Hace unos días, Yanis Varoufakis, ex ministro de Finanzas griego, publicó una columna de opinión sobre el caso de Nicolas Guillou, juez de la de la Corte Penal Internacional (CPI) de La Haya: “Siguiendo meticulosamente los procedimientos de su institución en el ejercicio de sus funciones juramentadas, este juez autorizó órdenes de arresto contra el Primer Ministro y ex ministro de Defensa de Israel por presuntos crímenes de guerra en Gaza. En respuesta, la administración del Presidente estadounidense Donald Trump sancionó a Guillou”, advierte Varoufakis. Las sanciones no se limitaron a iniciativas políticas del gobierno de los Estados Unidos sino que incluyeron un asombroso escarmiento desde el sector privado, ese que, según nos cuentan, está exento de ideología o intencionalidad política. Según detalla el ex ministro griego: “Se le ha excluido (a Guillou) del mundo digital global (WhatsApp, todas las aplicaciones de Google y redes sociales como Facebook e Instagram). Incluso su cuenta bancaria francesa está prácticamente inutilizable, dada la prohibición de todos los pagos que requieren la cooperación de Visa, Mastercard, American Express y el supuesto sistema europeo de mensajería interbancaria SWIFT”. Como el personaje de Will Smith en Enemigo Público, el juez de la Corte Penal Internacional fue transformado en un paria digital, marginado no sólo en el Estado que lo busca silenciar sino en su propio país. Para Varoufakis, la verdadera tragedia no reside en la actitud de matón del barrio de Trump, secundado por las Big Tech (las grandes empresas digitales), sino por la nula reacción de la ONU (recordemos que la CPI fue creada por iniciativa de dicho organismo internacional), la Unión Europea e incluso Francia, el país de origen del magistrado. Este episodio invisibilizado por los medios serios refleja el poder creciente de la alianza entre la ultraderecha global y los tecno-ricos, es decir los accionistas de las empresas digitales colosales a las que voluntariamente le cedemos el control de nuestra intimidad, nuestras preferencias musicales, nuestros deseos o nuestras afinidades políticas, a cambio de poder mirar unos videos de pandas o unas fotos de gatitos.

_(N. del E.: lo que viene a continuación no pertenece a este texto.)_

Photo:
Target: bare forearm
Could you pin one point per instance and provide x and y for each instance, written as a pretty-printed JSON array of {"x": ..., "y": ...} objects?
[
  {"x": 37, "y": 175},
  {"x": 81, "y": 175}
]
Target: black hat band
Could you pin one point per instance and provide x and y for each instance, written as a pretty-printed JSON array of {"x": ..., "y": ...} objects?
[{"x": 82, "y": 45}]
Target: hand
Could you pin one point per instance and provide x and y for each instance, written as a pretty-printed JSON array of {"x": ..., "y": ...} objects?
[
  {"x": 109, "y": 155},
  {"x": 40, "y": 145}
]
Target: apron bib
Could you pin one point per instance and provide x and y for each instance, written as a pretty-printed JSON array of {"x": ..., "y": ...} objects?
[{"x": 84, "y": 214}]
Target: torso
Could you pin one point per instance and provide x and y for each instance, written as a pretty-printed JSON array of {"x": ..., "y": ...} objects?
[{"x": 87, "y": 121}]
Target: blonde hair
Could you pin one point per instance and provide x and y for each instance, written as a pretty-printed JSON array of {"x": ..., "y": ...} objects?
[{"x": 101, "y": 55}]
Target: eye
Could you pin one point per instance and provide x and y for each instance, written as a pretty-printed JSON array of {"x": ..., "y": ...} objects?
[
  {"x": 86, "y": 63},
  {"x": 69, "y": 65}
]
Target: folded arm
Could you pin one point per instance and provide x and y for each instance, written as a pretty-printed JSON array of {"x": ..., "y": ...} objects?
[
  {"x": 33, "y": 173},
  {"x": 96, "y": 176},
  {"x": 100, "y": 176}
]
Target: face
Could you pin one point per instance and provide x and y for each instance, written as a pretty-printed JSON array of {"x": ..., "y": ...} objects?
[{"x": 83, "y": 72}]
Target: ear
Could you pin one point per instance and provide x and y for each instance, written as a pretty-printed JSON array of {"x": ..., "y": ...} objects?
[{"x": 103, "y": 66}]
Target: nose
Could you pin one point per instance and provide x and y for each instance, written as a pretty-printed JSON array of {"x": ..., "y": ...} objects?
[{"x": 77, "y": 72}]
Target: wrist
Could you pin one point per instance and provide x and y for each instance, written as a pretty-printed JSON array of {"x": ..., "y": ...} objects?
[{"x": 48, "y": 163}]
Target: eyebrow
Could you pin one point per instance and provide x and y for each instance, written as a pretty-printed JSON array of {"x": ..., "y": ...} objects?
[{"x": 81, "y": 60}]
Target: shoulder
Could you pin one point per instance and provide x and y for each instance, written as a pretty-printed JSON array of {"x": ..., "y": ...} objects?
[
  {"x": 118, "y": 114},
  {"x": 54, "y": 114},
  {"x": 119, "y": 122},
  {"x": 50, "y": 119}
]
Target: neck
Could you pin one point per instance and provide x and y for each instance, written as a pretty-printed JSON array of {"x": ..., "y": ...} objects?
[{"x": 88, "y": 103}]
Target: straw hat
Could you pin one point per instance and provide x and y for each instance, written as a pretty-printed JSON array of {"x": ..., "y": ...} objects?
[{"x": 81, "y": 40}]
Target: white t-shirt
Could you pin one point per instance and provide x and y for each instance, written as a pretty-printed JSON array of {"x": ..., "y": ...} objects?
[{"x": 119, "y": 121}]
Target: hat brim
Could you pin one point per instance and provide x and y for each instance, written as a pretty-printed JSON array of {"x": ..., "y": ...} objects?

El gobierno de la motosierra, con el apoyo ya desembozado que recibe del Tesoro de los Estados Unidos y del FMI, es apenas una de las componentes de esa hidra planetaria. Quienes rechacen el modelo de miseria planificada al que nos condena deben saber que no se trata de una calamidad vernácula sino del capítulo local de una conspiración global. El verdadero poder no reside en quienes supuestamente lo ejercen.

Bienvenidos a la era de la post-paranoia.